So much of modern wellness culture is built around the assumption that we are unfinished projects.
There is always another habit to optimize.
Another mindset to correct.
Another version of ourselves to become.
Even healing can quietly become another form of self-rejection.
We approach ourselves as if we are problems in need of solutions rather than human beings in need of relationship.
And often, this way of relating to ourselves becomes so normalized that we no longer notice it.
We monitor ourselves constantly.
Evaluate ourselves constantly.
Try to improve ourselves constantly.
Am I healing enough?
Am I grounded enough?
Am I productive enough?
Am I calm enough?
Am I self-aware enough?
Somewhere along the way, many of us learned that our worth lived in progress. In performance. In becoming.

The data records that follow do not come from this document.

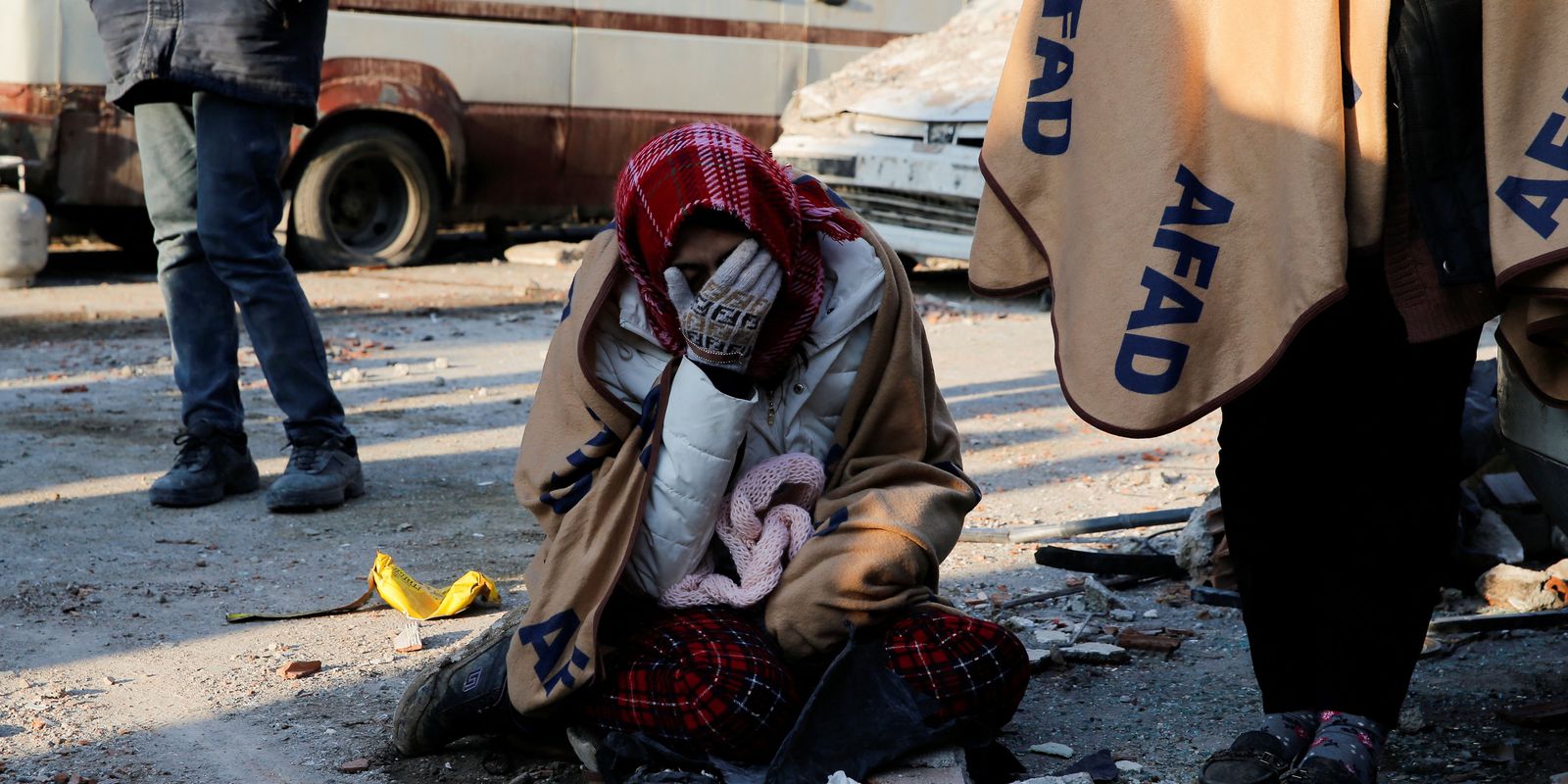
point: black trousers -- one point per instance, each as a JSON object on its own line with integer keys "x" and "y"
{"x": 1340, "y": 475}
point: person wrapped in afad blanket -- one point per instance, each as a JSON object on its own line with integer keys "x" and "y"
{"x": 741, "y": 459}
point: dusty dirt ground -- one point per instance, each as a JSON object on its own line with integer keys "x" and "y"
{"x": 117, "y": 663}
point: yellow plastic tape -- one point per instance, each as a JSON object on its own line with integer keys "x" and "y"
{"x": 402, "y": 592}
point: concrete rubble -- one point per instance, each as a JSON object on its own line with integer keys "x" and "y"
{"x": 1517, "y": 590}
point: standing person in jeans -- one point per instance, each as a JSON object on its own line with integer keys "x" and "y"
{"x": 217, "y": 88}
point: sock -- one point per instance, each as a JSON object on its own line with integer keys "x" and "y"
{"x": 1294, "y": 731}
{"x": 1348, "y": 741}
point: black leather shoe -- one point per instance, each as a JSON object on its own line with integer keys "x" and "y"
{"x": 212, "y": 465}
{"x": 1317, "y": 770}
{"x": 323, "y": 470}
{"x": 459, "y": 697}
{"x": 1253, "y": 758}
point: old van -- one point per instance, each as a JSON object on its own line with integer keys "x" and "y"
{"x": 451, "y": 110}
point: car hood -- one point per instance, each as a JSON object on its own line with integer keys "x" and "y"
{"x": 948, "y": 75}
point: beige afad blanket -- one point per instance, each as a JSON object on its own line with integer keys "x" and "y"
{"x": 1189, "y": 179}
{"x": 1526, "y": 106}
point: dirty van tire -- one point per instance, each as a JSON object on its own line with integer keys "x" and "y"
{"x": 368, "y": 196}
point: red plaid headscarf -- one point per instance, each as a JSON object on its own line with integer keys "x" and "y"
{"x": 715, "y": 169}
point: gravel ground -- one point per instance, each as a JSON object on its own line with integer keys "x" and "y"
{"x": 117, "y": 665}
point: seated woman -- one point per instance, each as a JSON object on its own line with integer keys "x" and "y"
{"x": 739, "y": 457}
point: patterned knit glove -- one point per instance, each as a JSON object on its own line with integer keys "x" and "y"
{"x": 723, "y": 320}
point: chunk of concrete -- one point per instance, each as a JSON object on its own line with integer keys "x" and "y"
{"x": 1051, "y": 637}
{"x": 1095, "y": 655}
{"x": 1521, "y": 590}
{"x": 1074, "y": 778}
{"x": 1098, "y": 598}
{"x": 937, "y": 765}
{"x": 1053, "y": 750}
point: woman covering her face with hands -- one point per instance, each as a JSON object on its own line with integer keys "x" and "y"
{"x": 741, "y": 459}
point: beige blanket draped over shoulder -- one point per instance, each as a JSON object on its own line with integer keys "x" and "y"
{"x": 893, "y": 507}
{"x": 1526, "y": 107}
{"x": 1191, "y": 179}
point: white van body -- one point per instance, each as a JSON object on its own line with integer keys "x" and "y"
{"x": 522, "y": 109}
{"x": 898, "y": 133}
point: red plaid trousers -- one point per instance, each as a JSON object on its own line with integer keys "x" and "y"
{"x": 708, "y": 681}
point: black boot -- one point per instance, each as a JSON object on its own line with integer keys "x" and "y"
{"x": 1317, "y": 770}
{"x": 323, "y": 470}
{"x": 1253, "y": 758}
{"x": 212, "y": 465}
{"x": 459, "y": 697}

But what if there is another way to relate to yourself?
What if healing is not about finally becoming someone acceptable?
What if it is about becoming more willing to know the person already here?
Not the perfected version.
Not the regulated version.
Not the version that finally has everything figured out.
This one.
The one carrying exhaustion.
The one trying hard to hold everything together.
The one who feels uncertain sometimes.
The one who adapted in ways that once made sense.
The one whose body has been communicating all along.
In trauma-sensitive spaces, this shift matters deeply.
Because many people are already living in relationships with themselves built around self-monitoring, self-correction, and survival.
And sometimes wellness spaces unintentionally reinforce that dynamic:
push harder,
heal faster,
be more positive,
stay regulated,
transcend discomfort.
But bodies are not machines.
And healing is rarely linear.
Sometimes what changes us most is not learning how to control ourselves better, but learning how to remain in relationship with ourselves when things feel difficult, messy, activated, numb, uncertain, or unfinished.
What if your body is not failing you?
What if it has been adapting, protecting, communicating, and surviving in the only ways it knew how?
And what if the goal is not to override those responses, but to begin listening differently?
To become curious instead of corrective.
To notice instead of immediately judging.
To make room for choice instead of forcing compliance.
Maybe this is what it means to arrive instead of achieve.
Not giving up on growth.
Not abandoning change.
But loosening the belief that you must become someone else before you are worthy of your own care.
Because relationship changes things.
Not perfection.
Not performance.
Not optimization.
Relationship.
And perhaps one of the most meaningful questions we can ask ourselves is not:
“How do I fix myself?”
But:
“What happens if I begin relating to myself like someone worth knowing now?”